# PLASTIC OR GLASS BOTTLE?



## malteselove (Jun 1, 2007)

I've got Koda drinking from a water bottle. However, I've heard that glass bottles are best, especially for eye stain prevention. The one I'm using is Lixit's plastic bottle. Is this fine? Or should I be buying a glass one? If so, do you all know of a great glass water bottle? I know Lixit has one out there, however, in order for it not to drip, you must fill the bottle up to the top. (This is quite wasteful, as I change the water out daily and I only use Desani water.) I also heard that the glass one with the black rubber stopper leaks a bunch.
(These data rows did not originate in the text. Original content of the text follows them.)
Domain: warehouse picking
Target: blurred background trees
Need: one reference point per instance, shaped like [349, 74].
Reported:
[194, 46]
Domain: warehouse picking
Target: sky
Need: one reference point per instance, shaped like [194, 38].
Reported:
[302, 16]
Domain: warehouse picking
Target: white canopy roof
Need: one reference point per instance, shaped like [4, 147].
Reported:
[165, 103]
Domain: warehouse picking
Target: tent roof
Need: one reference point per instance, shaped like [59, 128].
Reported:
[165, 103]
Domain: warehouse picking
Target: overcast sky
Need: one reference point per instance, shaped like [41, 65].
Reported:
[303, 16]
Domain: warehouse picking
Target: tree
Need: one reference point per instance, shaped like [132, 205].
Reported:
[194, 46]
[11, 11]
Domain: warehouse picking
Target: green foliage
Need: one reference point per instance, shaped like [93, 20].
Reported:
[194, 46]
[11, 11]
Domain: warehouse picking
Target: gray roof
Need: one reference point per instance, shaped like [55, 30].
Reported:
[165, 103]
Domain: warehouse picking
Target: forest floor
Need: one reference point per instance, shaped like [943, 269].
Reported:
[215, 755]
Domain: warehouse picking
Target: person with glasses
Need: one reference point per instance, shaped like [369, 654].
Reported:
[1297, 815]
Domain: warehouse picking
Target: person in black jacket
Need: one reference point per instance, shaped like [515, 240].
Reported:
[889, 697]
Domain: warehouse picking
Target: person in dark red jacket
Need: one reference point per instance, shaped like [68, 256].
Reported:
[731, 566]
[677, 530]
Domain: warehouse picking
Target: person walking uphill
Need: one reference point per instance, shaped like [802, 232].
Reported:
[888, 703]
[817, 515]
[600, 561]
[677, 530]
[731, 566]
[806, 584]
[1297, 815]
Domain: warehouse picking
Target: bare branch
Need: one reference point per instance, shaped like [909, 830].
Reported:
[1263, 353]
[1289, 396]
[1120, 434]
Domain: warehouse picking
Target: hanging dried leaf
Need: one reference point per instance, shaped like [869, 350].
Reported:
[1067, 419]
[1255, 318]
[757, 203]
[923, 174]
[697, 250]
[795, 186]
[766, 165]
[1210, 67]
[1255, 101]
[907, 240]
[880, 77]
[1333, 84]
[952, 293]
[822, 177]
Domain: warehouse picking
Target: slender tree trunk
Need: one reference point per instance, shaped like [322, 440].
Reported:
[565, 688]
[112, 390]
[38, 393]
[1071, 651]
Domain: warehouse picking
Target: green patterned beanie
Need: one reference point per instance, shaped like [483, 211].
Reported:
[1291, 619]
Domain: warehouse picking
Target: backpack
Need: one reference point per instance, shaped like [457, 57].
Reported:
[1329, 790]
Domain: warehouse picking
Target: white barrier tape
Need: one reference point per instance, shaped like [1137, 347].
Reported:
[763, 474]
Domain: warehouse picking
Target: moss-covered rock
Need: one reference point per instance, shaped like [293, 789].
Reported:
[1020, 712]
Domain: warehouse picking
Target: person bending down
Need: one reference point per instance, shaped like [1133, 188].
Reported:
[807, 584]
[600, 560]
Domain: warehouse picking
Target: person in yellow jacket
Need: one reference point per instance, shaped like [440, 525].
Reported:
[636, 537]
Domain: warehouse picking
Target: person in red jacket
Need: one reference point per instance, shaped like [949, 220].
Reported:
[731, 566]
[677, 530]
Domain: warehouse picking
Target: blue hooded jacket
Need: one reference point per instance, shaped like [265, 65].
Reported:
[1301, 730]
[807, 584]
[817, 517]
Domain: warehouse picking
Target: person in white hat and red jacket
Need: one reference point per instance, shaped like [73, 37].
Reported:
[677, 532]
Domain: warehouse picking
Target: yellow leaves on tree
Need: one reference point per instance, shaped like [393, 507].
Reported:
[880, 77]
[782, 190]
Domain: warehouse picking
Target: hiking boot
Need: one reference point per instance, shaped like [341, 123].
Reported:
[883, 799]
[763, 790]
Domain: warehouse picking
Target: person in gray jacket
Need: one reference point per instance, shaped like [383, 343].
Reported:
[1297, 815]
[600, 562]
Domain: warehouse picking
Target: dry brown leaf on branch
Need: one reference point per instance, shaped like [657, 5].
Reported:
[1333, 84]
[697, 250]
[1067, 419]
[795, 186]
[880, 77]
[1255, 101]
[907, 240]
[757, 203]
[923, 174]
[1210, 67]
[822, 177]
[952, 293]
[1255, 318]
What's your thoughts on this?


----------



## Cosy (Feb 9, 2006)

I use a regular water bottle (like Ozarka or Aquafina) which screws
into a nozzle that is really well made. It never drips.
I know someone posted the link to it on this board but I've misplaced it.
I improvised a hanger on my cupboard door
to attach the bottle. It will work on most cupboards.
It's meant to attach to a cage or crate. I just pulled the body of the
hanger down straight and attached it to that. Voila. 
My dogs don't have eye stain from the bottles. I don't know about
the Lixit plastic. I've used glass in the past.


----------



## Missy&Maggie (Jun 17, 2007)

I use this water bottle. It sounds like the same one that Brit uses. It is great! It never leaks! We have found that smart water sports bottle work nicely. I know that other on the forum use this water bottle and recommend it as well.
Water Bottle


----------



## bellaratamaltese (May 24, 2006)

> I use this water bottle. It sounds like the same one that Brit uses. It is great! It never leaks! We have found that smart water sports bottle work nicely. I know that other on the forum use this water bottle and recommend it as well.
> Water Bottle
> 
> 
> ...


Yep, that's the water bottle I use. It works great!


----------



## malteselove (Jun 1, 2007)

> > index.php?act=findpost&pid=434076
> 
> 
> 
> ...



I do have one of these as it was on my breeders web site store. However, I've noticed that Koda tends to cry at times and then starts biting the nozzle. When I walk up to it, it's been stuck and doesn't allow for an easy water flow. I always have to touch it a few times to get it flowing once again. I don't want to be gone and have the poor lil' guy begging for water. So I've switched to the lixit bottle and yet I wonder if the plastic is ok.
Hummmm...............


----------



## Cosy (Feb 9, 2006)

Yes, that's the one! I have it in pink. I love it. No leaking!


----------



## Cosy (Feb 9, 2006)

You mean the blue one gets stuck? I haven't had that happen. I do
wash the nozzle in soapy water every few days as they can get crumbs
or saliva built up on the nozzle. Maybe that's what causes the sticking?


----------



## munchkn8835 (May 23, 2010)

That's the one I have and I don't seem to be able to find a bottle to fit it now. It also started leaking. Would love to get it working again.


----------



## Grace'sMom (Feb 22, 2012)

Missy&Maggie said:


> I use this water bottle. It sounds like the same one that Brit uses. It is great! It never leaks! We have found that smart water sports bottle work nicely. I know that other on the forum use this water bottle and recommend it as well.
> Water Bottle


:blink: Did a double take.... Do they like Raspberry water? :HistericalSmiley:


----------



## mostlytina (Jan 3, 2009)

I'd say glass one is probably better because most of the plastic water bottle is not made to be reused (especially those we use for convenience). I think most of the adapter is standardized, so both plastic/glass should fit just fine. About tear stain... I wish I can say glass will work the magic. I used glass bottle the day I got my pup... I don't see any difference regarding tear stain. Ugh! They eat the same food; drink the same water. One has tear stain and one doesn't.


----------



## munchkn8835 (May 23, 2010)

Where can I find a glass bottle that fits it? Any suggestions?


----------



## mostlytina (Jan 3, 2009)

I got mine actually from the grocery store... I believe it's a club soda bottle. It's a smaller bottle and work out perfectly for my two girls. I wash the bottle and change the water everyday... seems to be the right size for two malts to drink for a day.


----------